# Parallel Scales?

I have music theory homework due tomorrow and have absolutely no clue how to do it. I am given directions that say things like "Write the parallel melodic minor of D" or "Write the Parallel harmonic minor of A flat." Any ideas on what to do??

• A quick google brought many simple explanations. Not surprised at the downvote! – Tim Sep 23 '16 at 7:18

A scale can have a Parallel and a Relative scale.

Relative scales are those that share the same key signature, like C Major having A minor as its relative scale.

Meanwhile Parallel scales are those that begin in the same pitch, ignoring the key signatures, like A Major and A minor as its parallel scale.

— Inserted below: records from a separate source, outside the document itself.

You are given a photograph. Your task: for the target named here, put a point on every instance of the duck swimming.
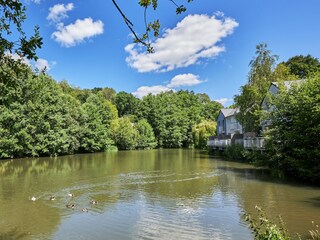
(70, 206)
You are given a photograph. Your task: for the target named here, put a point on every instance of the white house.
(227, 123)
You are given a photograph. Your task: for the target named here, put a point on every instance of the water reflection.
(156, 194)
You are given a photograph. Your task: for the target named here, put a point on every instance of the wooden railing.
(219, 143)
(254, 143)
(251, 143)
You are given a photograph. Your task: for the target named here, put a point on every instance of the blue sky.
(207, 49)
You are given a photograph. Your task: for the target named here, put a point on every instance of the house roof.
(227, 112)
(288, 84)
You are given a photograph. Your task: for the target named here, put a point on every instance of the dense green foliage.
(40, 117)
(266, 229)
(201, 133)
(259, 79)
(263, 71)
(303, 66)
(172, 116)
(294, 145)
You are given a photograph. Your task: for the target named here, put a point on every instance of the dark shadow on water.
(314, 201)
(12, 234)
(265, 175)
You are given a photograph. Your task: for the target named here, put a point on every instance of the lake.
(151, 194)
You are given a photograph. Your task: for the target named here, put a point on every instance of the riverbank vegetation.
(41, 117)
(265, 229)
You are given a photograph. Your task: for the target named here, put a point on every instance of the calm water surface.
(155, 194)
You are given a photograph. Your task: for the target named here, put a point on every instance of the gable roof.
(288, 84)
(227, 112)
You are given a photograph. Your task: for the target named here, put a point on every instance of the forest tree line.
(42, 117)
(293, 132)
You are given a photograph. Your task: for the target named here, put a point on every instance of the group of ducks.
(69, 205)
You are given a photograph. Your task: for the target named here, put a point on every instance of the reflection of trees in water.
(169, 178)
(297, 204)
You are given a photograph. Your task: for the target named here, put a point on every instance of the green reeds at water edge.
(265, 229)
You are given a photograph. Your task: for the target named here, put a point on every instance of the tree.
(294, 145)
(123, 133)
(201, 133)
(259, 79)
(95, 122)
(127, 104)
(146, 139)
(13, 13)
(303, 66)
(37, 118)
(150, 27)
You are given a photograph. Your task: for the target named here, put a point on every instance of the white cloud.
(59, 12)
(184, 80)
(224, 101)
(194, 38)
(16, 57)
(43, 64)
(154, 90)
(34, 1)
(77, 32)
(177, 81)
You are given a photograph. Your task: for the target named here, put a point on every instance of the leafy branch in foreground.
(149, 26)
(12, 15)
(265, 229)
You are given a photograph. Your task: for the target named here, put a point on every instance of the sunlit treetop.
(150, 27)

As for the minor scales, each one can be natural, harmonic, or melodic.

A natural minor is just as seen in their key signatures, like A minor.

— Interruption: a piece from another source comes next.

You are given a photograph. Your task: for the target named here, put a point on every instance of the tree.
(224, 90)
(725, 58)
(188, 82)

A harmonic minor raises the seventh to create a leading tone into the Tonic. In A minor, it would raise G to G#.

A melodic minor raises the sixth and seventh when going up, to create a leading tone with the seven and to close the 3 half steps gap between the six and seventh that would otherwise occur (like in the harmonic). When going down, it lowers both pitches again, to lead into the Dominant. When this happens, it ends up with the same accidentals as a natural minor. In A minor, it would raise F and G, to F# and G#, then lower them on the way back down.

Source: Some of what I remember about it in The Complete Musician, 3rd edition. You can probably easily find it in Wikipedia too.

Parallel in this context simply means that you write the scale requested with that note as the root. The context parallel is being used is odd as just telling you to write a scale starting on the given note.

Typically, you would only refer to it when the context the scale is in question. For example the parallel minor of D major is obviously D minor, but the relative minor is B minor. Both are extremely important to know especially in the context of analysis where a song may jump between all three.